Descubren científicos con el telescopio Hubble tres pequeñas galaxias fósiles
Diana Saavedra / Agencia Reforma
Ciudad de México
Tres pequeñas galaxias fósiles fueron detectadas por especialistas con ayuda del telescopio espacial Hubble y su estudio podría dar una explicación al por qué se han descubierto muy pocas, aún cuando la teoría predice que deberían existir miles.
Tom Brown, del Instituto de Ciencias Espaciales en Baltimore, reporta en la más reciente edición del Astrophysical Journal Letters que dichos objetos pueden haber sido “víctimas” de un proceso de reionización que impidió que continuaran con su desarrollo.
“Las galaxias fósiles son llamadas así pues han cambiado muy poco en los últimos 13 mil millones de años y se encuentran entre los primeros objetos que surgieron después del Big Bang. Con el Hubble hemos visto tres de estas pequeñas galaxias: Hércules, Leo IV y Osa Mayor, que están formadas por estrellas de 13 mil millones de años y después abruptamente se detuvieron todas en los primeros mil millones de años luego de que naciera el Universo. De hecho, su edad es similar a Messier 92, el grupo estelar más antiguo conocido en la Vía Láctea”, reportó Brown.
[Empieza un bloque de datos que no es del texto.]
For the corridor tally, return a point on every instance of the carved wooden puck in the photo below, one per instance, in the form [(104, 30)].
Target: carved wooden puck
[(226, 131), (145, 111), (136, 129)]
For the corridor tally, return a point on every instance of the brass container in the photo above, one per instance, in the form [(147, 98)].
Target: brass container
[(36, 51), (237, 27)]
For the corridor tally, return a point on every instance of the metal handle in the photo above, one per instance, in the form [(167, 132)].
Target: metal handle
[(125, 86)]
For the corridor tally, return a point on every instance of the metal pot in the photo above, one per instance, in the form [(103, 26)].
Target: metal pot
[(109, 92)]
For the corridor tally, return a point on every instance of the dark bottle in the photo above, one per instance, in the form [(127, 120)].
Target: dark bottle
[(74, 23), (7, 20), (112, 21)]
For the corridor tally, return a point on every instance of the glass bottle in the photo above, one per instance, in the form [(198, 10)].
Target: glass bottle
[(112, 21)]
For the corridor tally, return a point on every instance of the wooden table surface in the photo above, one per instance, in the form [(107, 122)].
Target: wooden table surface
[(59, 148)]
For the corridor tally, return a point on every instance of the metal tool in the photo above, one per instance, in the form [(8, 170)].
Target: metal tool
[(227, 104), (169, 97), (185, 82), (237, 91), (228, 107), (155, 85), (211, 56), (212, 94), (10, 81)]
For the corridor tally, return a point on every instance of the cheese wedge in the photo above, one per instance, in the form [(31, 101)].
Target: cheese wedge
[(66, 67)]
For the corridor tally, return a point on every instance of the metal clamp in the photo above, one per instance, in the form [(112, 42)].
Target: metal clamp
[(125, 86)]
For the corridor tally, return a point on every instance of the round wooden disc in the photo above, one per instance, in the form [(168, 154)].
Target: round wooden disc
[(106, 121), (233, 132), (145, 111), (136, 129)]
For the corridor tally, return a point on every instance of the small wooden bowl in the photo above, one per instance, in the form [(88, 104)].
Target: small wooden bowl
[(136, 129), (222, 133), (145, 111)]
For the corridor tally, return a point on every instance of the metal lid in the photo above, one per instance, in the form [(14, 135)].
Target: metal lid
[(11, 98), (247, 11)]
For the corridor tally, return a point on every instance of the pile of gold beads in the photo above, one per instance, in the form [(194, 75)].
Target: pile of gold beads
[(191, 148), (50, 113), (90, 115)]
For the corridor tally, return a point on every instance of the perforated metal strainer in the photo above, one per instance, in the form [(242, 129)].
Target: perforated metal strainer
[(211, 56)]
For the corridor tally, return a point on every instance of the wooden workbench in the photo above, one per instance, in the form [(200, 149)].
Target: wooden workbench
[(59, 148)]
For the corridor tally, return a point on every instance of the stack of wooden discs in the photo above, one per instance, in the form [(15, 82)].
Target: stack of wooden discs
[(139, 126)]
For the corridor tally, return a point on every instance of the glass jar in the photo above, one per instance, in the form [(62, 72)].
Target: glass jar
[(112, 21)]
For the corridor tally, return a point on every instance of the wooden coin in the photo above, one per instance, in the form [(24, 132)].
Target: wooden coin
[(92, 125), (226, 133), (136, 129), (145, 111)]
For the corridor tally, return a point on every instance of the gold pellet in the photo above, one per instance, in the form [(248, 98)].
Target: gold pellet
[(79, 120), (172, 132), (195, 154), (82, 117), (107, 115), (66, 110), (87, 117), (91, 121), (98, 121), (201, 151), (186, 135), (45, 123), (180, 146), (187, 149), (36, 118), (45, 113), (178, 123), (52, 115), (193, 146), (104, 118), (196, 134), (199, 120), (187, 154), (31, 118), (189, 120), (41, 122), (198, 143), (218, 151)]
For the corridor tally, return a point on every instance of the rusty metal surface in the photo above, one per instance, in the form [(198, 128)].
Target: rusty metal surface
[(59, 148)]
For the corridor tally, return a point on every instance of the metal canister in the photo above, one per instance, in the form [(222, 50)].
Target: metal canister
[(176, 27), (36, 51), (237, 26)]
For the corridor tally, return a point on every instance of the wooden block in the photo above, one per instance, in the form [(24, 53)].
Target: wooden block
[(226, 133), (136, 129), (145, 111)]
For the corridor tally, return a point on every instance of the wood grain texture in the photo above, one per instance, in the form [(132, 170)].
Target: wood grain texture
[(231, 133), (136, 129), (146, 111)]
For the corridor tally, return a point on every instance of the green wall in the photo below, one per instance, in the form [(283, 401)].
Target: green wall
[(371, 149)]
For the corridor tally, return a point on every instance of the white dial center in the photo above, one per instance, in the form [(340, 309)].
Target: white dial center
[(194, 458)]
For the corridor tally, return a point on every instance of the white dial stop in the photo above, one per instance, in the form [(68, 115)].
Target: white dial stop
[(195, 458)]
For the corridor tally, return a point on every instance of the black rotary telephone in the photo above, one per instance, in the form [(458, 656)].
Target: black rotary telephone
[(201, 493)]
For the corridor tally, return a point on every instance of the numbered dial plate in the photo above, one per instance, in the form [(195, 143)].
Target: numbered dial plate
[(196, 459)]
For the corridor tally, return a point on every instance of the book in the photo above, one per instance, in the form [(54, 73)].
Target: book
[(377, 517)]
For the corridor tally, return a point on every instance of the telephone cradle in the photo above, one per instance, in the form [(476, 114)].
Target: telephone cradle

“Todas estas galaxias nacieron en el mismo periodo de tiempo. Es como si una guillotina hubiera truncado la formación estelar de todas al mismo tiempo. Lo cual pudo ocurrir debido a un proceso de reionización”.
Las galaxias fósiles nacieron en los primeros 100 millones de años y los especialistas sugieren que su crecimiento se detuvo debido a que se generó un proceso de radiación que colapsó sus primitivos electrones de hidrógeno, ionizando el frío universo.
“Estas galaxias no eran suficientemente masivas para conservarse de la luz ultravioleta emitida. Por ello perdieron su disco de gas y, por ello no pudieron continuar con el crecimiento de estrellas”, sugieren los especialistas. El bajo número de estos astros descubiertos, hasta la fecha, se debe a que son en realidad muy pocas, o que el no poder continuar formando estrellas las dejó virtualmente invisibles”.
Con sus 2 mil años luz de ancho, las galaxias fósiles son primas ligeras de los cuerpos más luminosos y pesados de nuestra Vía Láctea.
Desde hace mucho tiempo, los astrónomos se han preguntado por qué sólo algunas galaxias cafés lucen borrosas en nuestra Vía Láctea, y contienen algunas estrellas.